What is a common problem with vibration-detection devices used for perimeter security?
A. They can be defeated by emitting the right electrical signals in the protected area.
B. The power source is easily disabled.
C. They cause false alarms.
D. They interfere with computing devices.
C. This type of system is sensitive to sounds and vibrations and detects the changes in the noise level of an area it is placed within. This level of sensitivity can cause many false alarms. These devices do not emit any waves; they only listen for sounds within an area and are considered passive devices.
Which of the following is an example of glare protection?
A. Using automated iris lenses with short focal lengths
B. Using standby lighting, which is produced by a CCTV camera
C. Directing light toward entry points and away from a security force post
D. Ensuring that the lighting system uses positive pressure
C. When lighting is installed, it should be directed toward areas where potential intruders would most likely be coming from, and directed away from the security force posts. For example, lighting should be pointed at gates or exterior access points, and the guard locations should be in the shadows, or under a lower amount of illumination. This is referred to as “glare protection” for the security force.
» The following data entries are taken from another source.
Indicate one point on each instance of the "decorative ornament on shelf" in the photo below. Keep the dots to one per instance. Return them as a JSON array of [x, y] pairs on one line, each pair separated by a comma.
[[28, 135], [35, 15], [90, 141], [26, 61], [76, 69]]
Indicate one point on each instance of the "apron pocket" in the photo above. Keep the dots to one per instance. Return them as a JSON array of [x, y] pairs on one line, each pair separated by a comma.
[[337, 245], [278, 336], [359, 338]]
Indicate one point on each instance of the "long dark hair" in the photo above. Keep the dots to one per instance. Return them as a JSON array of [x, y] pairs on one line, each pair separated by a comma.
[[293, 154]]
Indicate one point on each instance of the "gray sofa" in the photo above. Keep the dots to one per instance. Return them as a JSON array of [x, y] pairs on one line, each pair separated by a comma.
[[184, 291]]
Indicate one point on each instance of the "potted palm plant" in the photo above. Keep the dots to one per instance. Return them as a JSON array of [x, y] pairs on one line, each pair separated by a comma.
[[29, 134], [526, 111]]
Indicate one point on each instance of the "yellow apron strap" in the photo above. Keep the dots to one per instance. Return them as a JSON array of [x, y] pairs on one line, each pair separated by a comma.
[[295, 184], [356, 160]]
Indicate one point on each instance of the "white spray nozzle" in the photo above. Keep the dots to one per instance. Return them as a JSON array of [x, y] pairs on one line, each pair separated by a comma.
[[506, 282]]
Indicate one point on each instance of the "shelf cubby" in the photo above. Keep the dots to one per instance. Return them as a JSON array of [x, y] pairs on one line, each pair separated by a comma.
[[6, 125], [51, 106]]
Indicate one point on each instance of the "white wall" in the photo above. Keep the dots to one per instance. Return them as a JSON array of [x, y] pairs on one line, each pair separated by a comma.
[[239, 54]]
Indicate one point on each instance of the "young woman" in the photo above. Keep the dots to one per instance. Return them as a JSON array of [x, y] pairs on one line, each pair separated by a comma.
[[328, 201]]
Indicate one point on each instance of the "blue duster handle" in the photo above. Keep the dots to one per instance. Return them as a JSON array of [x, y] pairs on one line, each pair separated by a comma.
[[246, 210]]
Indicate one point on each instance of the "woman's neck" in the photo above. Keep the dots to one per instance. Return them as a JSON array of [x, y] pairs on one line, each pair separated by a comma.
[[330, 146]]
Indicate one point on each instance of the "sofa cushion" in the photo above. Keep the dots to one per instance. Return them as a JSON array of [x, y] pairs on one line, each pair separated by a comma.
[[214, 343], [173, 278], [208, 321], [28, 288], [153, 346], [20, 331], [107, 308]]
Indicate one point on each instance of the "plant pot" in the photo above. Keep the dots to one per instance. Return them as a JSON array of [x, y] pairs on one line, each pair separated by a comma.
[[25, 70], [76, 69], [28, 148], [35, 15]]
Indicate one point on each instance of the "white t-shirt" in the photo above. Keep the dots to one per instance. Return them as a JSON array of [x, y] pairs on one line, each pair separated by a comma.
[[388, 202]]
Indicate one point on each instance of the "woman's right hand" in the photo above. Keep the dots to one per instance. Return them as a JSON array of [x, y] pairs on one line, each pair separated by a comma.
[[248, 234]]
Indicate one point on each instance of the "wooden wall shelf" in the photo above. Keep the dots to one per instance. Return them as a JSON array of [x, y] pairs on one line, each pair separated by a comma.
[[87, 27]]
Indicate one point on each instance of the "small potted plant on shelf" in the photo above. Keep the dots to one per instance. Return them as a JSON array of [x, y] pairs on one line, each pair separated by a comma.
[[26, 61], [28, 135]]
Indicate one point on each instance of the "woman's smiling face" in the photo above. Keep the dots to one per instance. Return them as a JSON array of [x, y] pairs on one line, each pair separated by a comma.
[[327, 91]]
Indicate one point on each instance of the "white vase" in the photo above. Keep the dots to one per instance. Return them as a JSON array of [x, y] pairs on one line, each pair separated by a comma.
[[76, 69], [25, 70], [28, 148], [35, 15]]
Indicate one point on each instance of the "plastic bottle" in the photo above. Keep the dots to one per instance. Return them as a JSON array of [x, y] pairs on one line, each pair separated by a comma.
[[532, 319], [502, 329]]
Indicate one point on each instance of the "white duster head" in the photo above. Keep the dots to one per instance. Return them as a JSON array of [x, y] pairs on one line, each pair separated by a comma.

Which of the following is not a main component of CPTED? A. Natural access control B. Natural surveillance C. Territorial reinforcement D. Target hardening
D. Natural access control is the use of the environment to control access to entry points, such as using landscaping and bollards. An example of natural surveillance is the construction of pedestrian walkways so there is a clear line of sight of all the activities in the surroundings. Territorial reinforcement gives people a sense of ownership of a property, giving them a greater tendency to protect it. These concepts are all parts of CPTED. Target hardening has to do with implementing locks, security guards, and proximity devices.
Which problems may be caused by humidity in an area with electrical devices?
A. High humidity causes excess electricity, and low humidity causes corrosion.
B. High humidity causes corrosion, and low humidity causes static electricity.
C. High humidity causes power fluctuations, and low humidity causes static electricity.
D. High humidity causes corrosion, and low humidity causes power fluctuations.
B. High humidity can cause corrosion, and low humidity can cause excessive static electricity. Static electricity can short-out devices or cause loss of information.
What does positive pressurization pertaining to ventilation mean?
A. When a door opens, the air comes in.
B. When a fire takes place, the power supply is disabled.
C. When a fire takes place, the smoke is diverted to one room.
D. When a door opens, the air goes out.
D. Positive pressurization means that when someone opens a door, the air goes out, and outside air does not come in. If a facility were on fire and the doors were opened, positive pressure would cause the smoke to go out instead of being pushed back into the building.
Which of the following answers contains a category of controls that does not belong in a physical security program? A. Deterrence and delaying B. Response and detection C. Assessment and detection D. Delaying and lighting
D. The categories of controls that should make up any physical security program are deterrence, delaying, detection, assessment, and response. Lighting is a control itself, not a category of controls.